Im dritten Kriegsjahr starteten die Alliierten eine Offensive gegen die Deutschen im Norden Frankreichs, um den Krieg eindeutig zu ihren Gunsten zu entscheiden. Überzeugt, dass die Luftangriffe, mit denen die deutschen Schützengräben drei Tage lang malträtiert worden waren, deren Artillerie vernichtet hätten, näherten sich tausende Soldaten zu Fuß den feindlichen Reihen. 20.000 starben in nur sechs Minuten im Feuer der deutschen Maschinengewehre. Eine Million Menschen verlor in den 141 Tagen der Schlacht ihr Leben. Eine Figur in „Zärtlich ist die Nacht“ von John Scott Fitzgerald, einem der Schriftsteller, der die Ernüchterung der „Verlorenen Generation“ am besten charakterisiert hat, beschrieb den Moment so: „Meine ganze wunderschöne, köstliche und sichere Welt flog hier in die Luft.“
Die Kriegsschauplätze in der Region Picardie im Norden Frankreichs sind nicht so bekannt wie die Strände an der normannischen Küste oder Verdun.
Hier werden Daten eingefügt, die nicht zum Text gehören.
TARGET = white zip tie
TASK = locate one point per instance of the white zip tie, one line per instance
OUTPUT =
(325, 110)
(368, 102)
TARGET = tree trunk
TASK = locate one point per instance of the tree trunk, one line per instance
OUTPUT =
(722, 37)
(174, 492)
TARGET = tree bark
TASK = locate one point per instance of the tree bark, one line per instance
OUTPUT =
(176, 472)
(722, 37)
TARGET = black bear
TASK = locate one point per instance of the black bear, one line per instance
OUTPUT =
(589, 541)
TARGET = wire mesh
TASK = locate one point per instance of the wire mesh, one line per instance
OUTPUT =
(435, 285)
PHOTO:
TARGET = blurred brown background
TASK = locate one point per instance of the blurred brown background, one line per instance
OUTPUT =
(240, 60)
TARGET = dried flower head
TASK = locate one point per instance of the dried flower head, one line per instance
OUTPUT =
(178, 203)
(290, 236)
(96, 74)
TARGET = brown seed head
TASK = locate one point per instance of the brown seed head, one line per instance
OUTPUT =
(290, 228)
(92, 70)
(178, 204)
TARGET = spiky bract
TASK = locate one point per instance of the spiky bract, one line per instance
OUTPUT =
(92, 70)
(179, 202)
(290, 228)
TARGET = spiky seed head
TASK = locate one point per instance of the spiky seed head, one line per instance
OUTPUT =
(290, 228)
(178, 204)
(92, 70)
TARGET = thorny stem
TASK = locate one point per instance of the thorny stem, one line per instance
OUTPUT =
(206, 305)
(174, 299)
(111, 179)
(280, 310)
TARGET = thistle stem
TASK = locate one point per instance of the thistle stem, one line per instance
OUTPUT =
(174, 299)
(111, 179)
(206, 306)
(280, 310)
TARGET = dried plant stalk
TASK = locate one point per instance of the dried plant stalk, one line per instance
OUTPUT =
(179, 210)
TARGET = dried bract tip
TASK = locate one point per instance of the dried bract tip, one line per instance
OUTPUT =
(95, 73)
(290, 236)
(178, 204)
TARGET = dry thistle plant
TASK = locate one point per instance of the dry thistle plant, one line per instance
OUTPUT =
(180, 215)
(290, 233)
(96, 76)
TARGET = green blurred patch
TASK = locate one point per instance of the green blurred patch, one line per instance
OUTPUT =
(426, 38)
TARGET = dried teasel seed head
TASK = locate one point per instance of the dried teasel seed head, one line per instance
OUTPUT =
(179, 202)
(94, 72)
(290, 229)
Die Hundertjahrfeier der Schlacht an der Somme kann ein gutes Datum sein, um diese Gegend zu entdecken, in der noch heute Waffen und Körper ausgegraben werden. Die Leichen der Soldaten wurden nie verlegt, weshalb es in der Gegend fast 500 Militärfriedhöfe gibt.
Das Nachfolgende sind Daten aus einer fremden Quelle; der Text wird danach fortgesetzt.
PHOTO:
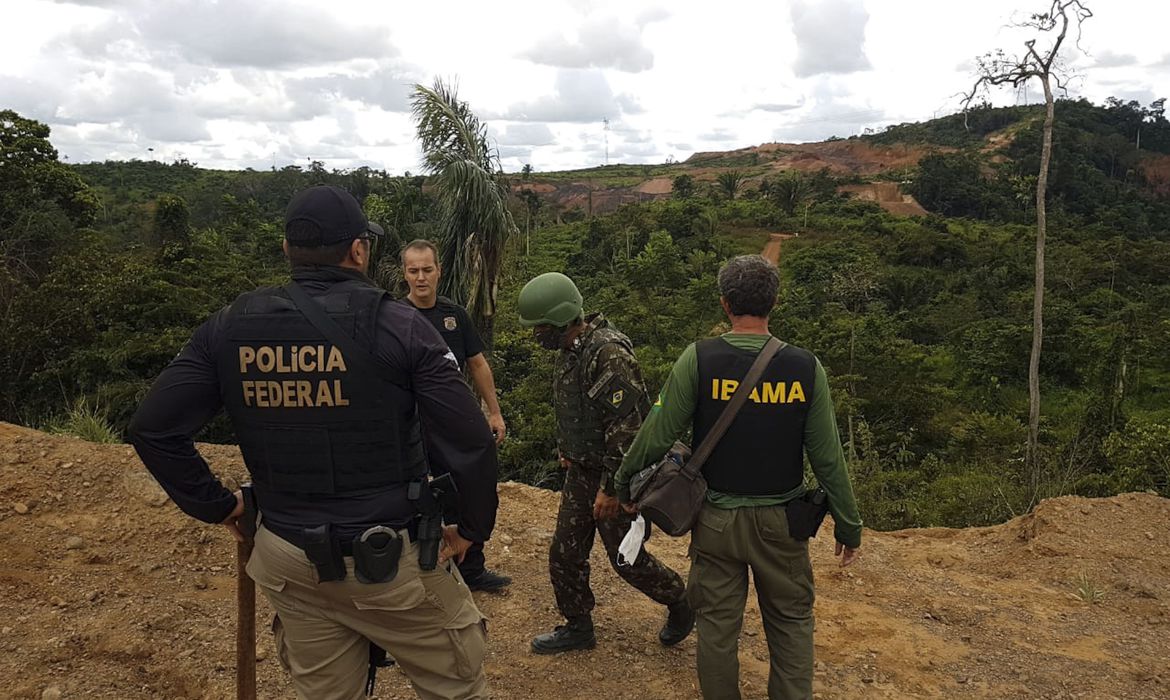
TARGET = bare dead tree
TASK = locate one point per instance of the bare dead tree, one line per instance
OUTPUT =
(996, 69)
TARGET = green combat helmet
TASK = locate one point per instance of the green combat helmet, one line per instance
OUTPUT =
(549, 300)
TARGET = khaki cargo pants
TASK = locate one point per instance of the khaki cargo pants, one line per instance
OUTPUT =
(723, 546)
(426, 619)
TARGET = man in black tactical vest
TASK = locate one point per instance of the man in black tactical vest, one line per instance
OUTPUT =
(755, 479)
(327, 382)
(422, 272)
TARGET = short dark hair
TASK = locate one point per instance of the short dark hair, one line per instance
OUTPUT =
(749, 285)
(330, 254)
(418, 245)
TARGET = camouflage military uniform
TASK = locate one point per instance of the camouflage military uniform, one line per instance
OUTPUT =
(600, 402)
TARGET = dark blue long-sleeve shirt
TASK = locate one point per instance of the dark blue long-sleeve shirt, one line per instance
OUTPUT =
(186, 395)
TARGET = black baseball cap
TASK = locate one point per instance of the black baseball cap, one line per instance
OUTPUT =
(325, 215)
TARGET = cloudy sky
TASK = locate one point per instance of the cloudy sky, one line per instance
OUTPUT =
(252, 83)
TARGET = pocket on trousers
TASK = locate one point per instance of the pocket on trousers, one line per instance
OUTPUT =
(715, 519)
(468, 633)
(262, 576)
(773, 525)
(282, 650)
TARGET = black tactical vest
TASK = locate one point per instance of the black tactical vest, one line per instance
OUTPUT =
(762, 453)
(310, 419)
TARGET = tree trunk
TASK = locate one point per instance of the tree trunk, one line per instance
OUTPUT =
(1041, 224)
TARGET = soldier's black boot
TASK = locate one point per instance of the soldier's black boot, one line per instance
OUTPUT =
(576, 633)
(680, 622)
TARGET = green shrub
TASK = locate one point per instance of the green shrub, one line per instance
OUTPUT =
(85, 421)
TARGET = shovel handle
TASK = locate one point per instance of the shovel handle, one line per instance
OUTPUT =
(246, 626)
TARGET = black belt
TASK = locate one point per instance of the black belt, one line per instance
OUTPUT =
(296, 537)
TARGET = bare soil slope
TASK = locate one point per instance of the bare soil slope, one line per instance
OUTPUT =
(108, 591)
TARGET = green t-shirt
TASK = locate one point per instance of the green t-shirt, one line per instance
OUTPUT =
(672, 416)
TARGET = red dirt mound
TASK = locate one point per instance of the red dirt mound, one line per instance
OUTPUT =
(108, 591)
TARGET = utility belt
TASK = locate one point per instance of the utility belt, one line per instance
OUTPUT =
(376, 550)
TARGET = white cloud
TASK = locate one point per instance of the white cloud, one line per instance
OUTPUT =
(578, 96)
(1108, 59)
(600, 42)
(830, 36)
(524, 135)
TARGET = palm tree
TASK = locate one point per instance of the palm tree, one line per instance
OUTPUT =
(474, 221)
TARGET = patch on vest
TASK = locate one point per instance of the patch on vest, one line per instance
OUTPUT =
(614, 393)
(766, 392)
(269, 391)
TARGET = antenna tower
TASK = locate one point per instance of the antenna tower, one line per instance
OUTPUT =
(606, 122)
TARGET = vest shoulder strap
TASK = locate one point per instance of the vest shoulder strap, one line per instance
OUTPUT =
(695, 464)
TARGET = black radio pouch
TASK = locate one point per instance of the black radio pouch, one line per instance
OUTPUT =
(376, 553)
(806, 513)
(324, 551)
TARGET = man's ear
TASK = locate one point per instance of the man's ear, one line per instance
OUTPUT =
(357, 252)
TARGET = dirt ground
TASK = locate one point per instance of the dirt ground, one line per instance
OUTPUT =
(108, 591)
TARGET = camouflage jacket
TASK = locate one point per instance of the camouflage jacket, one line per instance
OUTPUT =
(599, 397)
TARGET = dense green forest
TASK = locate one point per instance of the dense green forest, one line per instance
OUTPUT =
(923, 323)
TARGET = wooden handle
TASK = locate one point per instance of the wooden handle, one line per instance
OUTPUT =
(245, 626)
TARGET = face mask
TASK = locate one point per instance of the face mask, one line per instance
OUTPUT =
(548, 336)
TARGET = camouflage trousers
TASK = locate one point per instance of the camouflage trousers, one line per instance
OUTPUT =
(573, 540)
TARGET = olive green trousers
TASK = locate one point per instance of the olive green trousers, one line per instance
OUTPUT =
(724, 544)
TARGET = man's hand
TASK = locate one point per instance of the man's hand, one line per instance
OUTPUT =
(232, 521)
(496, 423)
(848, 554)
(454, 546)
(604, 506)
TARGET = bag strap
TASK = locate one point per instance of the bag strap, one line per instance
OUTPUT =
(695, 464)
(335, 334)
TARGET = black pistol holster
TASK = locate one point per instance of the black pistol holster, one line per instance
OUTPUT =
(324, 551)
(806, 513)
(439, 494)
(376, 554)
(250, 517)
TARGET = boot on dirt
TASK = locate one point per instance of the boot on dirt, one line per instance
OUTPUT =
(680, 620)
(573, 635)
(488, 581)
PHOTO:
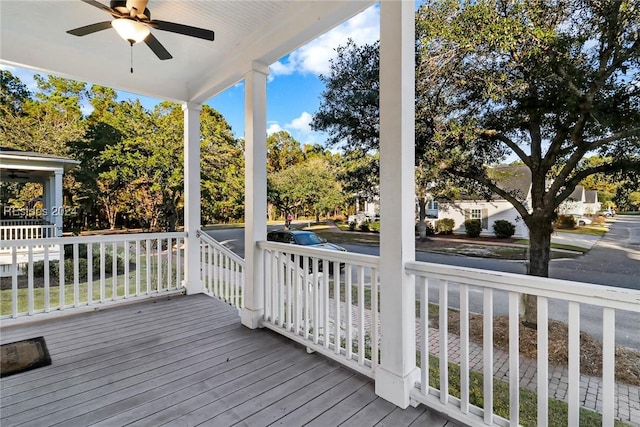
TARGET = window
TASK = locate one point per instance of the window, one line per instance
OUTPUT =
(481, 214)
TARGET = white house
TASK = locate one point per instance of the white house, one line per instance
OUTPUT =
(591, 205)
(516, 180)
(575, 204)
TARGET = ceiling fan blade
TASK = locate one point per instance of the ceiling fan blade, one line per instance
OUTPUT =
(88, 29)
(99, 5)
(186, 30)
(157, 47)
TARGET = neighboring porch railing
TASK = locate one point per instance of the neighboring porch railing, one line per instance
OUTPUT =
(221, 271)
(72, 272)
(308, 300)
(24, 230)
(486, 288)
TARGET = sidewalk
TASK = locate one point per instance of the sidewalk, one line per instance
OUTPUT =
(579, 240)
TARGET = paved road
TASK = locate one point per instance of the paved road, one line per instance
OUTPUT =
(614, 261)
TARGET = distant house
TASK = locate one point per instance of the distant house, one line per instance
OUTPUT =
(591, 205)
(514, 179)
(575, 204)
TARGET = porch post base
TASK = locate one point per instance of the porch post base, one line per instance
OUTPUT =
(193, 288)
(395, 388)
(252, 319)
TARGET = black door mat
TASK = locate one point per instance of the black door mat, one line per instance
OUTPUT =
(23, 356)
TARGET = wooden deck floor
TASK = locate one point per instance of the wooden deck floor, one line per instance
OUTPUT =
(186, 361)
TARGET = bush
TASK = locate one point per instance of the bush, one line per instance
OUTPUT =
(565, 222)
(503, 229)
(429, 230)
(445, 226)
(473, 227)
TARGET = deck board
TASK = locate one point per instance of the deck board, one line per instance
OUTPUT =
(185, 361)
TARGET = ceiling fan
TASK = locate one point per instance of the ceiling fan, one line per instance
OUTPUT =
(132, 22)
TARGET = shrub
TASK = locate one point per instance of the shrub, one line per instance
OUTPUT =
(503, 229)
(473, 227)
(565, 222)
(445, 226)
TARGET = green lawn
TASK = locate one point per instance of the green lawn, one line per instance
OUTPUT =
(558, 410)
(111, 291)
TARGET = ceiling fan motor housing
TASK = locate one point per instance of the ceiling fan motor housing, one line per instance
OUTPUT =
(134, 8)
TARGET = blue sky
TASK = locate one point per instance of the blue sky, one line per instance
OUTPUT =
(293, 88)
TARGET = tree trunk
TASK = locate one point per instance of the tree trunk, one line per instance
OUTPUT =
(540, 230)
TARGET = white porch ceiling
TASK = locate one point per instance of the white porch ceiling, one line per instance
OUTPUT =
(33, 35)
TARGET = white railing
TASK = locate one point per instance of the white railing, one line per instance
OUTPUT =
(326, 300)
(23, 221)
(221, 271)
(74, 272)
(489, 289)
(26, 231)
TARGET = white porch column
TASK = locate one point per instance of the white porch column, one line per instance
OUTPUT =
(398, 372)
(47, 195)
(58, 209)
(192, 280)
(255, 209)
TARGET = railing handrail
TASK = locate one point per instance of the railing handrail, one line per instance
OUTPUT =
(587, 293)
(334, 256)
(24, 221)
(23, 226)
(110, 238)
(226, 251)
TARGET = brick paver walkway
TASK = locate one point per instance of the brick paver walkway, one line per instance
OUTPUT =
(628, 396)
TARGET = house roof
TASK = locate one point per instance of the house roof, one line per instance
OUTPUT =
(591, 196)
(578, 194)
(22, 166)
(248, 35)
(514, 179)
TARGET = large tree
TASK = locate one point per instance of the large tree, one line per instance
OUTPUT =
(550, 82)
(547, 82)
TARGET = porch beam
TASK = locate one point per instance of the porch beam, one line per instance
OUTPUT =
(255, 192)
(398, 372)
(192, 281)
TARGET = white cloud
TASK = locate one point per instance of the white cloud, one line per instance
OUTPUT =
(301, 123)
(273, 128)
(313, 58)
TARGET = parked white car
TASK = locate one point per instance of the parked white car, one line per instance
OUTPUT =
(583, 220)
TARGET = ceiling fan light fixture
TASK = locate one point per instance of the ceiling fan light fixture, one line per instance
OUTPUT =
(130, 30)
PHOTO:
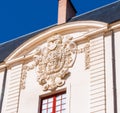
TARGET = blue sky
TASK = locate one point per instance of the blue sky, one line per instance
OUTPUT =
(19, 17)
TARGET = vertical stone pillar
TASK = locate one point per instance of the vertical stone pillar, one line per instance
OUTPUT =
(97, 76)
(12, 91)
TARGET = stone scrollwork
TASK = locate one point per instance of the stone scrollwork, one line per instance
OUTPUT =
(52, 62)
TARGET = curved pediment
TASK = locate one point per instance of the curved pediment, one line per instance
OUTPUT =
(78, 30)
Noch heute sind die Spuren der Mörsergranaten sichtbar, die von den Alliierten in den ersten Tagen der Schlacht an der Somme abgefeuert wurden.
Auch in der französisch-britischen Gedenkstätte in Thiepval mit dem Ulster Tower, in der Gedächtniskapelle in Rancourt sowie in der südafrikanischen und der neuseeländischen Gedenkstätte in Logueval, gedenkt man noch heute der Opfer.
Die Stadt Thiepval, wo sich einer der bekanntesten Friedhöfe befindet, wurde von den alliierten Bombenangriffen vollständig zerstört.
Die Erde selbst hat die Schlacht ebenfalls nicht vergessen. In den Wäldern der Region sind weiterhin, wenn auch von Unkraut bedeckt, die von den Mörsergranaten verursachten Narben sichtbar. Die spektakulärste ist das 80 Meter tiefe Loch, das als Krater Lochnagar bekannt ist und sich bei der Ortschaft La Boisselle befindet. Es entstand durch die Explosion einer Mine mit 25 Tonnen Ammonal.
Zwei Museen in der Region sind dem Ersten Weltkrieg gewidmet: das Museum Somme 1916 in Albert und das Museum Historial de la Grande Guerre in Péronne. In beiden ist das Bildnis einer Mohnblume zu sehen, dem Symbol aller Kriegsopfer seit 1914. Die Mohnblume ist auch auf allen Gedenkstätten und Friedhöfen präsent, die den sogenannten „Weg der Erinnerung“ bilden. Auf dieser Strecke zu den Ortschaften Albert, Pérrone, Thiepval, Maricourt, Longueval oder La Boisselle, verlor die Jugend Europas ihre Unschuld.